The acquisition not only brings Meta cutting-edge technology but also a team of highly skilled AI engineers and scientists, including Manus’s founders, who are expected to work closely with Meta’s AI teams.

This expands Meta’s competitive edge in the escalating race to deliver digital assistants that can operate autonomously, with plans to now introduce Manus into Facebook, Instagram and WhatsApp.

What does China’s probe really mean?

China’s Ministry of Commerce is conducting a comprehensive review of the Manus acquisition with a focus on possible export control violations, examining whether the relocation of Manus’s operations to Singapore was a strategic move to avoid Chinese export regulations.

Experts suggest, however, that rather than outright blocking the deal, China’s probe could result in extended approval processes or conditions placed on the future use of Chinese-developed technology within Manus under Meta’s ownership.

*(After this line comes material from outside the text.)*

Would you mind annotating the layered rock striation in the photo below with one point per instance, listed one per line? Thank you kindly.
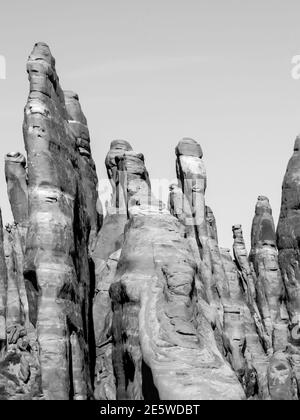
(142, 302)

Such regulatory friction could introduce uncertainty for integration timelines and the scope of deployment, but it also positions China as an influential stakeholder in a major U.S.-led tech acquisition.

Facebook CEO Mark Zuckerberg speaks during the F8 Facebook Developers conference on April 30, 2019 [Photo by Justin Sullivan/Getty Images]
Mark Zuckerberg speaks during the 2019 F8 Facebook Developers conference [Photo by Justin Sullivan/Getty Images]

The growth that caught Meta’s attention

Manus’s roots trace back to Butterfly Effect, founded by Xiao Hong, a serial entrepreneur known for developing AI productivity tools, including AI assistant Monica. As the demand for sophisticated AI grew, Butterfly Effect spun off Manus as a standalone venture focused on creating general-purpose AI agents that could perform a broad range of tasks without human intervention.

With a rapidly expanding team spread across Singapore, Tokyo, and San Francisco, Manus moved quickly to productize and monetize its AI agent technology. As a result, it attracted significant capital through a $75 million funding round led by the U.S. venture capital firm Benchmark in early 2025, demonstrating confidence from global investors in its growth potential.

Its swift progress helped Manus generate over $100 million in annual recurring revenue within less than a year – a trajectory and strategic opportunity that soon caught the attention of Meta.

What this means for founders and the global AI startup ecosystem

The Manus acquisition underscores the increasingly international nature of AI innovation and the nuanced challenges that founders face in navigating global regulations and geopolitics.

Could the pathway carved by Manus highlight a potential playbook for startups seeking strategic growth and the management of international complexities?

For founders, understanding these dynamics becomes crucial not just for successful exits but also for shaping technology products that can scale globally under complex legal frameworks. The Manus story reveals how innovation can often outpace regulation – but it never quite escapes it.